Abstract

It is common to find in planning both by government and via private consultants ideologically-loaded abstractions dressed up as practicality. There are plans for the year 2000, to which no channels of implementation exist; ‘New Cities’ of monumental character; ‘policies’ which bear a strong resemblance to the joint communiqu& of governments which disagree and which are not willing to declare their disagreement. This is particularly true of planning in the developing countries or less-developed countries (LDCs), and nowhere more so than in the field of housing. Here calculations of ‘deficit’ based on bad data relating to poor categories may be joined with ‘programmes’ constituting at best very partial solutions to the existing problems and at worst exacerbating them via slum clearance. There is a tendency to interpret such ‘paper plans’ and ‘show projects’ as representing a lack of sophistication. But surely there is more behind it than that. Unrealistic planning has behind it a huge weight of institutional interests of groups which benefit from the expensive projects, and by governments which need to appear as committed to progress, and to present a set of actions benefiting the few as a commitment to high standards for everyone. Thus to press for realism in housing and urban planning in LDCs requires not merely an intellectual grasp of the working of cities, but energy, tenacity, and moral commitment. It is not surprising, therefore, that Otto Koenigsberger has been one of the important figures in a slow movement towards greater realism in the way that housing and urban planning are thought about in the developing countries. Realism is grounded in a concern for the lives of people, as well as in common sense; for many years Koenigsberger has exemplified both.

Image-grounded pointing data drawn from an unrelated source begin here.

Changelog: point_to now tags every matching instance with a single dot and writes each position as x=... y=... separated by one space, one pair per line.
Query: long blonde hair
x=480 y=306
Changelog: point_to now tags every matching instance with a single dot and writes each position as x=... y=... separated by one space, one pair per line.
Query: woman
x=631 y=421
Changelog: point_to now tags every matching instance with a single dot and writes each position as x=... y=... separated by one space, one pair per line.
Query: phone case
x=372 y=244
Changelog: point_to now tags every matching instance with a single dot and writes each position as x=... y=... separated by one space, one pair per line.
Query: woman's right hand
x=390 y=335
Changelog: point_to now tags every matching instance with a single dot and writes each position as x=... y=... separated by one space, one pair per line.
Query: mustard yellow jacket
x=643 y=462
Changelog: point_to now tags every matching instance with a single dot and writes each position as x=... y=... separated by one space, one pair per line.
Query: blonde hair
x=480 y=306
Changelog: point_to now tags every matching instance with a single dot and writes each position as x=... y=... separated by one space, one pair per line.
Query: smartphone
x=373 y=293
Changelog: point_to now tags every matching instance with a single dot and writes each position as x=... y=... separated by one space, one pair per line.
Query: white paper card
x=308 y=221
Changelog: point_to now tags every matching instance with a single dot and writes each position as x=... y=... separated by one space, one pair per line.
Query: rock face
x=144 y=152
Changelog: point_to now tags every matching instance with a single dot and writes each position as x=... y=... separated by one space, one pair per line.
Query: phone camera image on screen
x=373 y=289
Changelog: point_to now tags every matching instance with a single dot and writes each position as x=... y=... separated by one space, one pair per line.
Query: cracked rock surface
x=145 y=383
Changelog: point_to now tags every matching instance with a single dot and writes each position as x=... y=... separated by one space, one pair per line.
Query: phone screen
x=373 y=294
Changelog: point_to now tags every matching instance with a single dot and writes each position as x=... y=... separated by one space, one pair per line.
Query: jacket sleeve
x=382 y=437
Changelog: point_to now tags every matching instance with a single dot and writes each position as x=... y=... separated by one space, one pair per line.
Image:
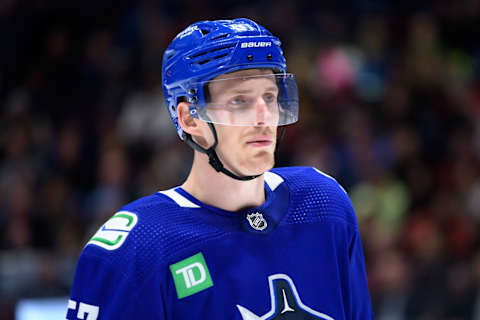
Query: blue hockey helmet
x=207 y=49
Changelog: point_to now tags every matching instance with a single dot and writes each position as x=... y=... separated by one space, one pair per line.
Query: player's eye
x=240 y=102
x=270 y=98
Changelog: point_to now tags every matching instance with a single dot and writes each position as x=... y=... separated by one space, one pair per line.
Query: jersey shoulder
x=148 y=232
x=315 y=196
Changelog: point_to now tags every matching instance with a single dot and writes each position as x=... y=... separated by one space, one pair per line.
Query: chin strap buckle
x=214 y=160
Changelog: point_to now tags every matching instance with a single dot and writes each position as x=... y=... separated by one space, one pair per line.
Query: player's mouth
x=260 y=141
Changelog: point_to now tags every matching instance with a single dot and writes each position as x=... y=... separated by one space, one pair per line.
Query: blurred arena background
x=390 y=106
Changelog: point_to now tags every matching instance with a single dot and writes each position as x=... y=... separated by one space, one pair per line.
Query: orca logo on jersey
x=257 y=221
x=286 y=303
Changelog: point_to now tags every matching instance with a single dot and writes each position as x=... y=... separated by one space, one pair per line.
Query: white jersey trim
x=179 y=199
x=272 y=179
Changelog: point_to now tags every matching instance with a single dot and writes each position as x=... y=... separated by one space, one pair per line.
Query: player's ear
x=186 y=121
x=196 y=128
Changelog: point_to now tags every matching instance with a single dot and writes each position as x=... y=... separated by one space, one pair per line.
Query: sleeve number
x=88 y=310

I want here to call attention to some particular developments in planning for the cities of the Third World developments with which Koenigsberger has had a good deal to do and to suggest their relationship to research. This is the development of approaches to housing and settlement policy which are less building programmes than intervention programmes. I will briefly indicate the types of research which have supported these programmatic approaches, and then discuss the way a commitment to these newer approaches requires a new approach to research as well one which relies much more heavily on qualitative methods than in the past.